Un gars a écrit pour me dire que je suis "idiot idiot." Mais alors ma boîte inondée de courrier d'éloges. Certains même de vraiment, vraiment de grands scientifiques. Et tu sais ce qui était super intéressant? Presque à un, ils ont dit: "merci".

Je me suis retrouvé à en parler à un ami anthropologue, à quel point il est très étrange que le courrier réponde à un article savant dans lequel des personnes qui ne sont même pas directement impliquées disent «merci». , que tant de gens s'étaient sentis fâchés, frustrés, et à un certain niveau personnellement marqués (et effrayés) par ce que l'AAA avait fait, de sorte que je leur avais fait chacun un peu de justice.

Au milieu de tout cela, je communiquais avec Nathan. Il avait écrit un courriel de remerciement après avoir organisé son concert et avait ajouté: «Je devrais m'excuser de vous avoir posé plus d'une fois la question ridicule, alors de quoi parlez-vous? Je devrais savoir mieux. Je n'ai absolument aucune réponse à la question «quel genre de musique jouez-vous? La prochaine fois qu'un idiot te demande ce que tu écris, tu es libre de dire «mots».

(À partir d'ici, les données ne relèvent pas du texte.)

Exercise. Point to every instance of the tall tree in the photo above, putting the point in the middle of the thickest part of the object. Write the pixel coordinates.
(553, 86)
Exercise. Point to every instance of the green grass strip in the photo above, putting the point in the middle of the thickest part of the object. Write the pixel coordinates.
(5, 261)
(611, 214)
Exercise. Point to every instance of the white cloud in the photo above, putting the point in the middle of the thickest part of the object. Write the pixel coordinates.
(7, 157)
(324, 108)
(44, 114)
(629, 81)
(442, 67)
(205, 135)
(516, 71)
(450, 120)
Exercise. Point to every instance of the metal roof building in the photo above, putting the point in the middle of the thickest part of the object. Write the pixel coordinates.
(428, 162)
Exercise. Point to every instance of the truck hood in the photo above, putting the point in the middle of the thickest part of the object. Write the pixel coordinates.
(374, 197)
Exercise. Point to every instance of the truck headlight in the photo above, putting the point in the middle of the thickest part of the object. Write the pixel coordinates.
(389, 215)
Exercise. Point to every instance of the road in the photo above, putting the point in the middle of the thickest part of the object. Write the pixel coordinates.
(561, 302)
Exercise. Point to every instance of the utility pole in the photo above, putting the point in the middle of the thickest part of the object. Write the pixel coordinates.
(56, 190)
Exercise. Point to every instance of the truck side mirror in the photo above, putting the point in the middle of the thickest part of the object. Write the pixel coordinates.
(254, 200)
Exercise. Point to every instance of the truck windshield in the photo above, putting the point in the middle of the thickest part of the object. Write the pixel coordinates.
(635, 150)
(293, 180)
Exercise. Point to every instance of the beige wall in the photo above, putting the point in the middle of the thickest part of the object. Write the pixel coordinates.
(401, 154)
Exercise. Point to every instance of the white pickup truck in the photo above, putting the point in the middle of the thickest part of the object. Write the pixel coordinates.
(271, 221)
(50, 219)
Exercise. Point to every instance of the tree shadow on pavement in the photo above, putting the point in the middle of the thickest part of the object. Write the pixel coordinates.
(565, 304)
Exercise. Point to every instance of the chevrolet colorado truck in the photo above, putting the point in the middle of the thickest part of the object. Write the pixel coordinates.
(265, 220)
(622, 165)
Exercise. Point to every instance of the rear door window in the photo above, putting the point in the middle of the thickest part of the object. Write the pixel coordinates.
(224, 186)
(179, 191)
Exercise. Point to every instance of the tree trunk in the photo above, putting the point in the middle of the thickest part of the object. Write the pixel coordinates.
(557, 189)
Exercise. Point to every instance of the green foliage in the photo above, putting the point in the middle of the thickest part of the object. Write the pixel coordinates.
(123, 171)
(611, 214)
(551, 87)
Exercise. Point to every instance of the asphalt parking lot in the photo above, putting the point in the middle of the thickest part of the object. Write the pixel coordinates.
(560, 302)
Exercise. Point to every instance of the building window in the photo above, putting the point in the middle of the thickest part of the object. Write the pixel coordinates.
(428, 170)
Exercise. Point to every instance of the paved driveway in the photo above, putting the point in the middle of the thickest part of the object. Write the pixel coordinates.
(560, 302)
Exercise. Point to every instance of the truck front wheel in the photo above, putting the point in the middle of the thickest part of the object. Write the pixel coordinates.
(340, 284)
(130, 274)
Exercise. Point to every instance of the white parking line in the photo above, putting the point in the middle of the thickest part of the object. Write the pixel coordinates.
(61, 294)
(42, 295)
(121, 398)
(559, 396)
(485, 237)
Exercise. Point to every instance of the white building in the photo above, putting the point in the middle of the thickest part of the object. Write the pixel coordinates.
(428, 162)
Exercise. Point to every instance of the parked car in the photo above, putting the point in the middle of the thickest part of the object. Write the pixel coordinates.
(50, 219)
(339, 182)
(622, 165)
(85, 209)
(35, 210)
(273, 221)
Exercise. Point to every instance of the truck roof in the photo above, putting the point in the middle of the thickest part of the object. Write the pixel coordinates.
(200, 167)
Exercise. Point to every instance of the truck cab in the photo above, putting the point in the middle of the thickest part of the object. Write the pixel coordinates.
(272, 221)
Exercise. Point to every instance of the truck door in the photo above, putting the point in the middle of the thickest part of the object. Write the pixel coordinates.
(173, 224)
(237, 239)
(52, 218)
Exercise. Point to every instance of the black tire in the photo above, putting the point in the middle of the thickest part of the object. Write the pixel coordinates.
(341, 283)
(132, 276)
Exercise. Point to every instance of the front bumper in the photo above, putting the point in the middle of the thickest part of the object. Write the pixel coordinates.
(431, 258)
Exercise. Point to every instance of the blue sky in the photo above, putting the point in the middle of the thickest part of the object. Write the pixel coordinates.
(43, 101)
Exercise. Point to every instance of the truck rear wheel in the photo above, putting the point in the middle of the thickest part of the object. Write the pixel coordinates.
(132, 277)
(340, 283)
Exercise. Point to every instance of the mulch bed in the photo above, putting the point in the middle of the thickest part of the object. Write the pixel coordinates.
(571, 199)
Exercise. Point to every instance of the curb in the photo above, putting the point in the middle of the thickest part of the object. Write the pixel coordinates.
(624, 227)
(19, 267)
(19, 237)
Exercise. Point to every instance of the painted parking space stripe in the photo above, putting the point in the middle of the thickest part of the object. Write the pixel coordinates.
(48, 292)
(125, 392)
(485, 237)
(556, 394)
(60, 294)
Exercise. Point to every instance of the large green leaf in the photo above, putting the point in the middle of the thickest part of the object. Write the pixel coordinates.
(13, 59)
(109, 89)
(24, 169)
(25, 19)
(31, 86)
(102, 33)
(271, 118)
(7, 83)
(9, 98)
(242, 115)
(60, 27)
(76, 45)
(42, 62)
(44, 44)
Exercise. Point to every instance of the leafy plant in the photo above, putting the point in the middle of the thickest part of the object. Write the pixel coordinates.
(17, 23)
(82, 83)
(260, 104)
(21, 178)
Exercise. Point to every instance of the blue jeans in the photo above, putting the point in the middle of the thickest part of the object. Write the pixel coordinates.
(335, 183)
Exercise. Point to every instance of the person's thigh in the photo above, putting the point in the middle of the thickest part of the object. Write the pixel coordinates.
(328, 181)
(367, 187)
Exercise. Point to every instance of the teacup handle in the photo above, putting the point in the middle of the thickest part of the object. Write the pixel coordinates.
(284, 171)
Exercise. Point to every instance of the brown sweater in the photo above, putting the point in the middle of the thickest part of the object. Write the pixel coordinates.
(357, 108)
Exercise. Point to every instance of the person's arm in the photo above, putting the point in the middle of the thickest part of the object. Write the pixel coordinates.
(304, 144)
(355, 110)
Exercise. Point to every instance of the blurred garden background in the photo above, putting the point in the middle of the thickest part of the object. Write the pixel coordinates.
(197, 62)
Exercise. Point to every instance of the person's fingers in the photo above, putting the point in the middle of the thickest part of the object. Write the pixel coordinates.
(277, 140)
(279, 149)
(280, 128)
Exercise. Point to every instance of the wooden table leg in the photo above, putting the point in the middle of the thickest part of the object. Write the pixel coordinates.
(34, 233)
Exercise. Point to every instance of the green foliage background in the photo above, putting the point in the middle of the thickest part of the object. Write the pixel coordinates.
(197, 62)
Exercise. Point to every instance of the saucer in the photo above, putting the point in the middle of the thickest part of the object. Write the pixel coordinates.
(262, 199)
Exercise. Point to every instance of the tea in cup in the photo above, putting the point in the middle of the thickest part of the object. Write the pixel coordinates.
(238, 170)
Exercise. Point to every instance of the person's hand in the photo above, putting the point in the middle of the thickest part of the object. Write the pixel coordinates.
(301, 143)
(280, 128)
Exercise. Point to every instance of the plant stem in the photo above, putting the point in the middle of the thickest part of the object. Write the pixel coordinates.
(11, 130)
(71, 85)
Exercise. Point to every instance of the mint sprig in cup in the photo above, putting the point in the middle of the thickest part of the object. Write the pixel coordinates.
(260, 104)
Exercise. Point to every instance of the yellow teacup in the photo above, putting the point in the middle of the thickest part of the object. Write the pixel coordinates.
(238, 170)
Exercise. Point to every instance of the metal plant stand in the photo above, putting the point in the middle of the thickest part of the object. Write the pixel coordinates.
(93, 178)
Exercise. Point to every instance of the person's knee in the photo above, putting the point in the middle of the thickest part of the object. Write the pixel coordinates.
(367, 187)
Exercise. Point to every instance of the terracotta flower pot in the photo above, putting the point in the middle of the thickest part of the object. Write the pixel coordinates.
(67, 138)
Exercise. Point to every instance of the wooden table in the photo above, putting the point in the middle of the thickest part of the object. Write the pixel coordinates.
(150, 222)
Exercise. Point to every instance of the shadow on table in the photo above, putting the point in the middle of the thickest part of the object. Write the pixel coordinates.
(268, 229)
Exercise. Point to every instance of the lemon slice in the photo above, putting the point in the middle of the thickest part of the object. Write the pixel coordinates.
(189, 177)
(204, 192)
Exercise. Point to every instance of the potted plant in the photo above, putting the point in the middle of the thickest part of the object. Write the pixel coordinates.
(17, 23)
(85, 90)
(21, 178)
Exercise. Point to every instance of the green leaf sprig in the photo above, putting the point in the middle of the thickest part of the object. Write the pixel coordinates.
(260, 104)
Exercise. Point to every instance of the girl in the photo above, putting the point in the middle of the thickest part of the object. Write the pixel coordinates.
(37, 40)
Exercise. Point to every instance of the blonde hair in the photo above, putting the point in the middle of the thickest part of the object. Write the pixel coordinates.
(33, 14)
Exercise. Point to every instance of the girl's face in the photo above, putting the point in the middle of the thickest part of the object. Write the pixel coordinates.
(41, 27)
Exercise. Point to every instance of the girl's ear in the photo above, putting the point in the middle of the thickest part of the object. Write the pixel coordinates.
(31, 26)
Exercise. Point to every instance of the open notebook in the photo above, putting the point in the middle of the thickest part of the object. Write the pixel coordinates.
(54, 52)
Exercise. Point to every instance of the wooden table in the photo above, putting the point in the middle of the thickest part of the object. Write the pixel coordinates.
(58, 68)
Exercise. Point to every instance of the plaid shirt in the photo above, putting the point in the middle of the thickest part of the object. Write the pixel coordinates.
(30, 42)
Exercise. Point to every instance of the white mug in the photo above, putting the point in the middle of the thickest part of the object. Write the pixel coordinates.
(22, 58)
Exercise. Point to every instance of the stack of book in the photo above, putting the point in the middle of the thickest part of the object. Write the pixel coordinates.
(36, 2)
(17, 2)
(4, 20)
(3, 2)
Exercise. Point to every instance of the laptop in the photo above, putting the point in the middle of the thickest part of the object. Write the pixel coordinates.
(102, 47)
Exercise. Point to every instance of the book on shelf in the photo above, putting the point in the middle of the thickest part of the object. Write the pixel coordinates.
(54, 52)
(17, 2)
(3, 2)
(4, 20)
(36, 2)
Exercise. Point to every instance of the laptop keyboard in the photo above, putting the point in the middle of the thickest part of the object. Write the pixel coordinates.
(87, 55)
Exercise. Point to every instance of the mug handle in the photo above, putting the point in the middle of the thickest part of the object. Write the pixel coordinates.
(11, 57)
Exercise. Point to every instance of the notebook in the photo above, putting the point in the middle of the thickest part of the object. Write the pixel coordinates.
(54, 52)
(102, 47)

Nathan m'a dit qu'il avait lu mon premier livre, sur l'histoire des personnes intersexuées, et je lui ai donc envoyé un nouveau billet de blog que j'avais réussi à écrire au milieu de tout ça, à propos d'un homme que j'avais rencontré récemment. un trouble du développement sexuel. Nathan a dit:

"Je comprends pourquoi tu fais peur aux gens. Les gens aiment s'accrocher encore plus à leurs peurs qu'à leurs fausses idoles. Vous aimez évidemment vous promener en séparant les gens de ces peurs. Vous devriez probablement avoir une sorte de lumière clignotante ou un son reconnaissable qui permet aux gens de savoir que vous venez. "
J'ai ri en lisant ça. Il a fini:

«Votre famille m'a aidé à atténuer la disparition de ma famille, et pour cela je lui suis très reconnaissant.» Son message a immédiatement évoqué l'image du Train de la Reconnaissance, la façon dont une charge de gratitude provoque magiquement la matérialisation d'un autre. et un autre.

Ces jours-ci, je me sens parfois comme si j'étais assis paisiblement derrière le volant de ma voiture, à un passage à niveau, en train de regarder ce train de gratitude sans fin rouler devant moi. Je ressens cela chaque fois que je réfléchis à autre chose: que mes peurs se séparent vraiment de moi dans les moments de gratitude et de silence partagés. Les lumières de la porte du passage clignotent, comme un gros chien dans la nuit qui se réveille à peine au son d'une corne de train lointaine. Et je défris.